Over the past half decade, companies like LiveU and TVU have taken steps to redefine the ENG-mobile-unit marketplace by rolling up a satellite truck into a lightweight video-over-cellular backpack.

The business has blossomed. However, anyone who has ever used a cellphone can attest: signals can be spotty. At SVG’s TranSPORT Summit in New York City on Tuesday, representatives from both companies discussed whether their gear was up to the challenge of broadcasting from live sports events.

“This technology is not perfect, but satellite’s not perfect; microwave is not perfect,” said Dave Robertson, VP of content and media sales at TVU Networks. “But the things that you can do with this technology in terms of giving your consumer a different experience are just incredible. Simply put, when you’re not tethered to a truck, there’s so many amazing and creative things that you can do.”

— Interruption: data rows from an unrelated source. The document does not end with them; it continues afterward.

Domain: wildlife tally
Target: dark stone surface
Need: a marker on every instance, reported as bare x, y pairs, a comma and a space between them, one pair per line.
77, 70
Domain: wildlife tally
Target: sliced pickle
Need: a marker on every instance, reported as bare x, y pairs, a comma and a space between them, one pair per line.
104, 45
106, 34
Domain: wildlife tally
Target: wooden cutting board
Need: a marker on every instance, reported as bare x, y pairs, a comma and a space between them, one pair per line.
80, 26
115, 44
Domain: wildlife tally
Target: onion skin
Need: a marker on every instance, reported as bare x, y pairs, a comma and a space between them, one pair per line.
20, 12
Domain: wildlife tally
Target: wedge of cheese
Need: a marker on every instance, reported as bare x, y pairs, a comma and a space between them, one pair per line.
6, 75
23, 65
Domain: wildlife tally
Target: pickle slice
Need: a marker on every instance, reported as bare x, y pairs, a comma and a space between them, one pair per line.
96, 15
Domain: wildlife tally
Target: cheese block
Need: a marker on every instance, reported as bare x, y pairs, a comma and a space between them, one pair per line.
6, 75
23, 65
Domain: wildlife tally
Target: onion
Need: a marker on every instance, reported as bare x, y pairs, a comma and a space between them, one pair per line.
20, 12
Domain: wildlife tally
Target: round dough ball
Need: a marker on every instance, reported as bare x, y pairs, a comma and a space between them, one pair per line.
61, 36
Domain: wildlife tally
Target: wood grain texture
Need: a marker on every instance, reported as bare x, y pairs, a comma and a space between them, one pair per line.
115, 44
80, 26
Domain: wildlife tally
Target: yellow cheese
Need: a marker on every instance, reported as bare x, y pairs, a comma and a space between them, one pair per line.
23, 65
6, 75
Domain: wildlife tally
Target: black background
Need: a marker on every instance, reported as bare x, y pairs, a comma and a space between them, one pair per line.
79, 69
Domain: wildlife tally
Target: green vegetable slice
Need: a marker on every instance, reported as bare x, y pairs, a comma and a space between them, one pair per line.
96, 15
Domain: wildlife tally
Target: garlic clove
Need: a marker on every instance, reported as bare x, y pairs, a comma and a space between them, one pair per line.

Cellular-based ENG systems are a cost-efficient way of getting more reporters into the field, but they don’t go as far as replacing the mobile-production truck for news teams.

“We believe we are complementing what the [television stations] already have,” said Robertson. “We’re not trying to replace trucks; we are trying to complement what they are already doing.”

It sounds great on paper: a cell-based satellite truck that can be carried on your back and can transmit live video signals home to a network. But key issues arise in latency, amount of bandwidth, and what happens when you get the device into a crowded stadium, where folks from broadcasters to spectators are competing for cell signals.

LiveU and TVU remedy these challenges by bonding carriers. Bonding signals from a variety of carriers builds a higher bandwidth to allow crews to push out higher-quality, HD pictures and also permits fluctuations in signals as each service backs the others up. The devices can run on 3G, 4G, WiFi, Ethernet, etc. simultaneously, typically performing at their highest level when operating on seven data cards.

“WiFi and Ethernet are great as an add-on, but people get our backpacks and our handheld devices not because they want WiFi but because they want to be able to go to any venue anywhere in the country or in the world, power up, and go live without having to worry about connection,” said Ken Zamkow, head of sales and marketing at LiveU.

Although both companies will accommodate various needs, LiveU recommends a lease model, with all features (hardware, software, data plans, and warranty) included on one bill. TVU leans more toward purchase and will establish the data plans if the buyer desires.